En revanche, la feuille de route interministérielle en cours vise à définir par arrêté la notion de « points de prélèvement sensibles », catégorie plus large et plus adaptée aux réalités actuelles de la pollution des ressources. Selon les estimations de la Fédération nationale des collectivités concédantes et régies (FNCCR), près de 7 638 captages pourraient relever de ce statut de sensibles, soit un nombre très nettement supérieur aux captages prioritaires, reflétant l’ampleur des pollutions diffuses par nitrates, pesticides et substances chimiques dans les eaux brutes.
Cette définition des captages sensibles est attendue depuis plusieurs années mais accuse des retards répétés dans sa publication réglementaire, malgré les engagements gouvernementaux et les alertes des collectivités, des associations et des professionnels de l’eau.

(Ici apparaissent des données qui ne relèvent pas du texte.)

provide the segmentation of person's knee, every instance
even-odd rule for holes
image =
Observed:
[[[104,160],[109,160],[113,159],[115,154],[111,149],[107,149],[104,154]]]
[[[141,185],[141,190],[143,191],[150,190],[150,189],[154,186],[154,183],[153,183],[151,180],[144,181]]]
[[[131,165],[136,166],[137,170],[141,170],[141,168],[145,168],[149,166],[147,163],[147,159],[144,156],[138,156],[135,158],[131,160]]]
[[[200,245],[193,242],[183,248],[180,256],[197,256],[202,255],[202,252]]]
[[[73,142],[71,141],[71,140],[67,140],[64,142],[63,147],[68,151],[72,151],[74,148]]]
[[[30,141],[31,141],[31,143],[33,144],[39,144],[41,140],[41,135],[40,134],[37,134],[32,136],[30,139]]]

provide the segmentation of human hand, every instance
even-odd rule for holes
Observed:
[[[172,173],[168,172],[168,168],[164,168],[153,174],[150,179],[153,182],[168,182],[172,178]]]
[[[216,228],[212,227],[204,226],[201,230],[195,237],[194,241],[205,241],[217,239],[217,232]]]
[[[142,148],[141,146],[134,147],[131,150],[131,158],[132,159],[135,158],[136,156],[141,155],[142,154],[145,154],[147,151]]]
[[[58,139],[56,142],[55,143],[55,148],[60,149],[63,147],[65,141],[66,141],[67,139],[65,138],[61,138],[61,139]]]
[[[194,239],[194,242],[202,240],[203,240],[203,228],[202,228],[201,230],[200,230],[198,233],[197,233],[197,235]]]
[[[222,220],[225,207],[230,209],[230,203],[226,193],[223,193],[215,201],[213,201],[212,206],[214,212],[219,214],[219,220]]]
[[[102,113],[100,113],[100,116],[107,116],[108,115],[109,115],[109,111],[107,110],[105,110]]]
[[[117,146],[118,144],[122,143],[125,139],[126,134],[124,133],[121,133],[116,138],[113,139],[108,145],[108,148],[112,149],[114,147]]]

Le collectif Cancer Colère, qui regroupe des malades et anciens malades mobilisé.e.s, met en évidence le lien entre exposition aux pesticides dans l’environnement et santé humaine, dénonçant la dissémination de ces substances dans les sols, l’air et l’eau et leur rôle probable dans l’augmentation des cancers observée en France depuis plusieurs décennies.
Limiter encore une fois la portée du texte à une catégorie étroite de captages prioritaires ne permet pas à l’État de jouer son rôle. Celui-ci renoncerait alors à affronter les pollutions massives qui affectent les aires d’alimentation des captages sensibles. Une telle approche protège de facto des secteurs industriels ou agricoles réfractaires à une transformation profonde des pratiques, tout en laissant les citoyennes et citoyens exposé.e.s à des risques sanitaires avérés liés aux nitrates, aux pesticides et à d’autres contaminants.
Le présent amendement s’inscrit dans une logique d’ambition sanitaire et environnementale, en garantissant que les mesures de protection prévues par la loi s’appliquent de manière effective et préventive à l’ensemble des captages sensibles, sans se limiter à une catégorie qui ne rend pas compte de l’ampleur des enjeux actuels. Il ne s’agit pas d’un texte “contre” les professions agricoles ou les collectivités, mais d’une mesure pour la préservation de la ressource en eau, la protection de la biodiversité et la santé humaine, y compris celle des agriculteur.ice.s. Ces mesures doivent s'accompagner d'une transformation en profondeur des pratiques agricoles avec un soutien financier fort de l'Etat pour ces corps de métiers.
Le gouvernement affirme vouloir simplifier les normes et combattre le laxisme : cet amendement est l’occasion de le démontrer concrètement. Il évite toute complexification artificielle du droit sur la qualité de l’eau et va droit à l’essentiel : interdire enfin les produits qui, depuis des années, contaminent nos ressources en eau potable. Nous appelons l’État à assumer pleinement sa responsabilité : garantir la protection des captages sensibles constitue le strict minimum pour assurer la qualité de l’eau pour toutes et tous.